The old saying goes: never deploy code on Friday. The PostgreSQL minor releases issued two days ago deliberately avoided Friday deployment, but still gave the community a week’s worth of extra work — the PostgreSQL community will release an unusual emergency minor version next Thursday: PostgreSQL 17.2, 16.6, 15.10, 14.15, 13.20, and even the just-EOL’d PG 12 will get 12.22…
This is the first time in the past decade that such a situation has occurred: on the day of PostgreSQL release, the new versions were immediately pulled due to community-discovered issues. There are two reasons for the emergency release: first is fixing the CVE-2024-10978 security vulnerability, which isn’t the big problem. The real issue is: PostgreSQL’s new minor versions changed the ABI, causing ABI-dependent extensions to crash — such as TimescaleDB.

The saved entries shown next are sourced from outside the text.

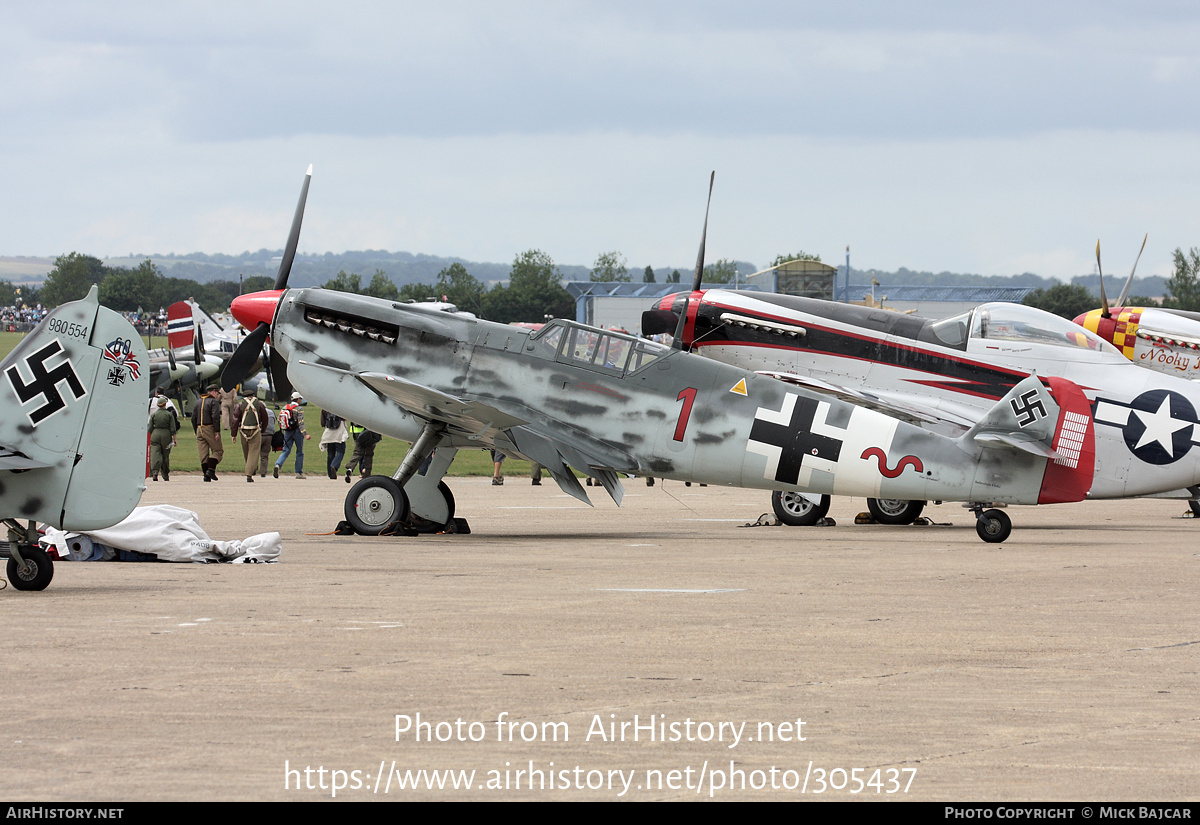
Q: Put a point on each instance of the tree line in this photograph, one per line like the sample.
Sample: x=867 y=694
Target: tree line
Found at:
x=533 y=294
x=143 y=288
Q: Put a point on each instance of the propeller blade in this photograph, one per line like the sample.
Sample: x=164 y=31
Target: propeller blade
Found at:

Regarding PostgreSQL minor version ABI compatibility issues, at this year’s June PGConf 2024, Yuri raised this issue during the Extensions Summit and in his talk “Pushing boundaries with extensions, for extensions”, but it didn’t receive much attention. Now it has exploded spectacularly, and I bet Yuri is looking at this news thinking: “Told you so.”
In any case, the PG community strongly recommends that everyone NOT upgrade PostgreSQL in the recent week. Tom Lane’s proposed solution is to release an unusual emergency minor version set next Thursday to roll back these changes, then overwrite the old 17.1, 16.5, … treating these problematic versions as “non-existent.” So, the originally scheduled release for these days, Pigsty 3.1 which defaults to using the latest PostgreSQL 17.1, will also be delayed by one week accordingly.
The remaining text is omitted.